ストーマ保有者(オストメイト)にとって、ハンディキャップを最小限にして通常の生活を営むことが大切なことであり、ストーマケアには、生涯にわたるフォローが求められる。友愛記念病院(茨城県古河市)のストーマケア外来でオストメイトの相談に応じている看護部副主任(皮膚・排泄ケア認定看護師)の飯ケ谷美恵氏(写真)にストーマケアの現状やオストメイトのQOL向上のための課題などについて聞いた。また、文末にオストメイトにとって身近な存在である販売店の役割についてまとめた。

ストーマケア外来では時間をかけて対応

オストメイトの数は20万人とも言われているが、適切なストーマケアを受けられず、便漏やそれに伴う皮膚障害、臭いに悩まされる患者は少なくないとされる。こうしたトラブルを回避し安心して生活できるよう、友愛記念病院では20年前からストーマ外来を毎週火曜日の午後に開いている。

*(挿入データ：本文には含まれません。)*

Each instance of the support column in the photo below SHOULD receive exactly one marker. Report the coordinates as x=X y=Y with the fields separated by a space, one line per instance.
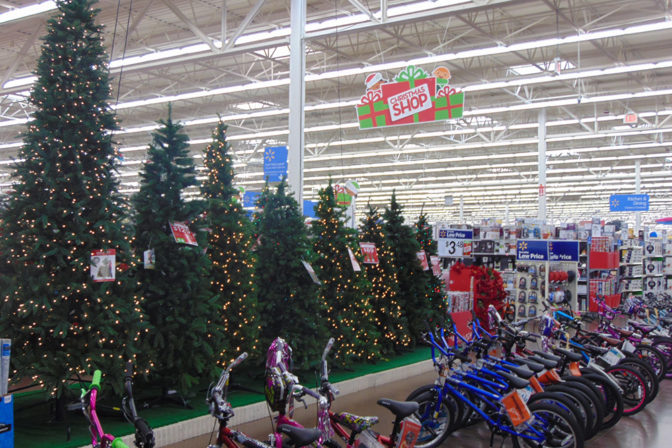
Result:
x=297 y=91
x=541 y=214
x=638 y=190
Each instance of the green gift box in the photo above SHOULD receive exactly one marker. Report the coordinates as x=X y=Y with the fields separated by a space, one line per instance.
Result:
x=449 y=107
x=373 y=115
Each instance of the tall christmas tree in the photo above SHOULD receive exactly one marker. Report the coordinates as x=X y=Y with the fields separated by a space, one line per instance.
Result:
x=64 y=206
x=414 y=290
x=389 y=317
x=230 y=242
x=423 y=233
x=186 y=334
x=345 y=293
x=289 y=304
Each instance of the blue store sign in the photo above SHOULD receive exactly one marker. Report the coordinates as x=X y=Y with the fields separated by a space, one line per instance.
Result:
x=532 y=250
x=629 y=203
x=563 y=251
x=275 y=163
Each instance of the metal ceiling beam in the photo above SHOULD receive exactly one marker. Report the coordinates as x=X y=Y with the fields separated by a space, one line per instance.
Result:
x=191 y=25
x=243 y=25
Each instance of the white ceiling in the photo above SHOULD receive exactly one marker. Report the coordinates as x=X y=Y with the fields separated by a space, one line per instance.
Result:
x=499 y=51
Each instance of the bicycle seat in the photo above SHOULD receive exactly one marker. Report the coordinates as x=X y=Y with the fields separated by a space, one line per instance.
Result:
x=399 y=408
x=547 y=363
x=534 y=366
x=521 y=371
x=641 y=327
x=549 y=356
x=595 y=350
x=570 y=355
x=514 y=381
x=609 y=340
x=623 y=332
x=355 y=423
x=300 y=436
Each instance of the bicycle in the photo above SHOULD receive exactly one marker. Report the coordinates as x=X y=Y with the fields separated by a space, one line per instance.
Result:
x=222 y=410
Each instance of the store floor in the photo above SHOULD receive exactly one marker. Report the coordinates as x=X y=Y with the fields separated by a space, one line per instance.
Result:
x=650 y=428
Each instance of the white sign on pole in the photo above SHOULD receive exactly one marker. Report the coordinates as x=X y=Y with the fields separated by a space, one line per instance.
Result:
x=455 y=243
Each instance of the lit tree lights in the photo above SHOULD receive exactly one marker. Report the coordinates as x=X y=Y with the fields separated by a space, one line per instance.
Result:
x=186 y=334
x=229 y=248
x=289 y=305
x=345 y=293
x=414 y=290
x=64 y=206
x=388 y=315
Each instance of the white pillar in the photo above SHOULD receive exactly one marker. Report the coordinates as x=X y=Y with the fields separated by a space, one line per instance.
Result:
x=297 y=91
x=541 y=159
x=638 y=190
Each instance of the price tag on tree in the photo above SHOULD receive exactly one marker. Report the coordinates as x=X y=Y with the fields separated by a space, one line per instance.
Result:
x=182 y=234
x=455 y=243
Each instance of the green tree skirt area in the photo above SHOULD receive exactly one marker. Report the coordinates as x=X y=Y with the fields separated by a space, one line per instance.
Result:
x=32 y=412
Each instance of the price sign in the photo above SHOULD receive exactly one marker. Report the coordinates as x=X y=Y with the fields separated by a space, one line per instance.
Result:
x=455 y=243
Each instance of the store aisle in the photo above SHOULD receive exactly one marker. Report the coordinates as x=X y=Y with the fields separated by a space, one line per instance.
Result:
x=650 y=428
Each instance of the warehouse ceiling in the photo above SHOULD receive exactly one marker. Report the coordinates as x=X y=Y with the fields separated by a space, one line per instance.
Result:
x=586 y=63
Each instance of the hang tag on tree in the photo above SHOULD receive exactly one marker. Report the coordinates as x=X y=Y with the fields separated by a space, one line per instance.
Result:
x=311 y=272
x=355 y=265
x=422 y=258
x=103 y=267
x=182 y=233
x=370 y=253
x=149 y=259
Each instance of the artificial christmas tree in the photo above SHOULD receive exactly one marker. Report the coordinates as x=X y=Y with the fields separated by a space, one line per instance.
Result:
x=345 y=293
x=186 y=334
x=414 y=291
x=65 y=206
x=289 y=304
x=388 y=315
x=230 y=242
x=437 y=297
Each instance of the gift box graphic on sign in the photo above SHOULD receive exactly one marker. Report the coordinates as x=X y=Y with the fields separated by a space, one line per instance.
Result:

消化管と尿路のオストメイトを対象としているが、多くは、同病院で消化管のストーマ造設術を受けた患者という。外来では、患者一人に対して、1時間程度かけて皮膚・排泄ケア認定看護師(WOCN)の資格を持つ飯ケ谷氏が中心となり、装具の交換や皮膚ケア、日常生活の問題などについて相談に応じている。

外来当日は、患者に装具を持参してもらい交換し、ストーマ周辺の皮膚の部位の観察なども含めトラブルの状況を確かめる。

相談が多いのは、装具の剥れや排泄物の漏れ、ストーマ周辺の皮膚のただれなど日常ケアに関する悩みという。

高齢者にはできるだけシンプルにアドバイス

最近の傾向として飯ケ谷氏は「高齢化に伴い、ストーマ管理に大きな不安を抱えている患者が増えている」と指摘する。例えば、高齢となり指先の力が弱くなることで、面板とストーマ袋が別々に分かれているツーピース装具(二品系)のはめ合わせがうまくできなくなる場合がみられる。そうした場合は、指で押すものではなくテープ状で固着させる粘着式などに変えることを検討するという。旧来の装具を使っている高齢者には、新しい情報が伝えられていない状況があるようだ。高齢や認知症などにより患者自身での管理が困難となり、家族の方に介助してもらうケースもみられる。なかでも一人暮らしや夫婦ともに高齢の場合は介助も難しく、「訪問看護などを活用できるように情報提供を行い介入している」と飯ケ谷氏は言う。今後、在宅でケアを受けるオストメイトの増加が予想され、在宅でのストーマケアの質の向上が求められる。そのためには、地域の介護職やケアマネージャーとの連携強化が不可欠になる。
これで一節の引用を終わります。